Decidida a transferência do Tribunal da Boa-Hora para o Campus da Justiça, no Parque das Nações, o juiz do laço, como ficou conhecido, tomou as dores do «Movimento em defesa da Boa-Hora» para evitar que o antigo convento dos frades dominicanos, do século XVI, dê lugar a um hotel de charme. A batalha está quase ganha. O espaço deverá ser ocupado pelo Tribunal da Relação de Lisboa

Pelo edifício da Boa-Hora passaram julgamentos históricos como os de Mário Soares e Álvaro Cunhal, durante o antigo regime, bem como os processos das FP25, Pedro Caldeira, Costa Freire, Dona Branca e Vale e Azevedo.



O actual desembargador da Relação de Lisboa conhece como poucos os 166 anos da história judiciária de um tribunal onde passou apenas 20.

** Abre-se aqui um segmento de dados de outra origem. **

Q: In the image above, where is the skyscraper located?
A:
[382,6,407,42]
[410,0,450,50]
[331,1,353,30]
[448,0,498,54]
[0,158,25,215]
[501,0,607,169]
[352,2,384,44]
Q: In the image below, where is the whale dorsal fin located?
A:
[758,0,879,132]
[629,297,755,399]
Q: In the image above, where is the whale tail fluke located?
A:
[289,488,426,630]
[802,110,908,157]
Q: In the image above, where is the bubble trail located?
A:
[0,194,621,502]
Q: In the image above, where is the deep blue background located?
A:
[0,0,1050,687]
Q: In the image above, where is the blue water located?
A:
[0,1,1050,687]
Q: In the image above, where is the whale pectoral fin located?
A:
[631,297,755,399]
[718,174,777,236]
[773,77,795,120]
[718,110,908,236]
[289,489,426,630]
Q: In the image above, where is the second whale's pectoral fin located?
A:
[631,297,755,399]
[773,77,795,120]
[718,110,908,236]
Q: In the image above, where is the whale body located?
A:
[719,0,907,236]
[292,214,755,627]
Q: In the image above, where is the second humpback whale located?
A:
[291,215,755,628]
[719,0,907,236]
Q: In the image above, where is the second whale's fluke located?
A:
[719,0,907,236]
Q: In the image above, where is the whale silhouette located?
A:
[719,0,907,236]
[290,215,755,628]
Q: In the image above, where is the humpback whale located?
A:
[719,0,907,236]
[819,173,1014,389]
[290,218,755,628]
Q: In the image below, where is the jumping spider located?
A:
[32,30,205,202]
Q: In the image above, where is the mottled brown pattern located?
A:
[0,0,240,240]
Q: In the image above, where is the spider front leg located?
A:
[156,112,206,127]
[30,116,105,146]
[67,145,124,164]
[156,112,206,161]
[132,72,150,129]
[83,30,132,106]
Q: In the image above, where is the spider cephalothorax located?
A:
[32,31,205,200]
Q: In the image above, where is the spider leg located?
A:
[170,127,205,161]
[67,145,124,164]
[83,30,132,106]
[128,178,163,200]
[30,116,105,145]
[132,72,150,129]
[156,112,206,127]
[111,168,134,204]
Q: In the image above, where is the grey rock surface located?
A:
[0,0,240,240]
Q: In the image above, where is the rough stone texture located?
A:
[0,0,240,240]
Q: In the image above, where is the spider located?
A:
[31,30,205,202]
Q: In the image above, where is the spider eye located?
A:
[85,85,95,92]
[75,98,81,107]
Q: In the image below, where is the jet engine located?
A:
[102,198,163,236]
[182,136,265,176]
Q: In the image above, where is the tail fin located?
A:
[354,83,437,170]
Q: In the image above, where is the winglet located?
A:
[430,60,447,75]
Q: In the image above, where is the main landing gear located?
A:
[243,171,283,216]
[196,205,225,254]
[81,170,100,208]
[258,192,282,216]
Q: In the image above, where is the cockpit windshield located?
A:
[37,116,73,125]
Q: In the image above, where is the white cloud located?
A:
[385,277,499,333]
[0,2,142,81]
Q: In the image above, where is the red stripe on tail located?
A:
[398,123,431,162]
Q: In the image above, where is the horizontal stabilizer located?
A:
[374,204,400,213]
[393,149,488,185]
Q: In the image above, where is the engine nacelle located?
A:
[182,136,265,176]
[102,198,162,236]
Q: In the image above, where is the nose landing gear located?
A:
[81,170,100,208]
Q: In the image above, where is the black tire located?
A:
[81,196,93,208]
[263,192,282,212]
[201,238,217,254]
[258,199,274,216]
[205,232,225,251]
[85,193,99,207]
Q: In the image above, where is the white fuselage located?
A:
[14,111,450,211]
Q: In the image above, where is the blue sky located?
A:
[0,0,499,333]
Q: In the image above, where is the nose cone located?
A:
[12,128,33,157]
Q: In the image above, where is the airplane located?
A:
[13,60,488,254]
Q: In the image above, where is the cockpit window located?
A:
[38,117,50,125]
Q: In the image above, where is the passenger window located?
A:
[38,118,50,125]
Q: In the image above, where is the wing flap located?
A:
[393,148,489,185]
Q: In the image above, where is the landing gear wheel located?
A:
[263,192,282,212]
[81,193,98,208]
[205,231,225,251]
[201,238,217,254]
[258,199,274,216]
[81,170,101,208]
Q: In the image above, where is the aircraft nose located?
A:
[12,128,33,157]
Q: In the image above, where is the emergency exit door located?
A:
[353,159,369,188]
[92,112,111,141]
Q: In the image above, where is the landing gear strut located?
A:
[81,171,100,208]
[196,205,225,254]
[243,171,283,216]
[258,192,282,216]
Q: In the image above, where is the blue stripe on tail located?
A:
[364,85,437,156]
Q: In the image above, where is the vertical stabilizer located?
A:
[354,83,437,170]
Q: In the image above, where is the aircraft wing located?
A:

Numa visita guiada ao único tribunal criminal português do século XIX que nunca aplicou a pena de morte [abriu em 1843 e a pena capital foi abolida em 1867], o juiz detém-se na sala com «a parte mais negra da história» deste edifício. No tribunal plenário foram julgadas mais de três mil pessoas.

A jornalista Diana Andringa é um dos três mil prisioneiros políticos ali julgados porque, conta, apoiava o Movimento Para a Libertação de Angola (MPLA). Há 36 anos atrás, foi condenada a 20 meses de prisão.



José Augusto Rocha, o advogado que a defendeu, assim como ao político Fernando Rosas e à procuradora geral adjunta Maria José Morgado, recebeu ordem de prisão dentro do tribunal por defender a presença do público na sala de audiências.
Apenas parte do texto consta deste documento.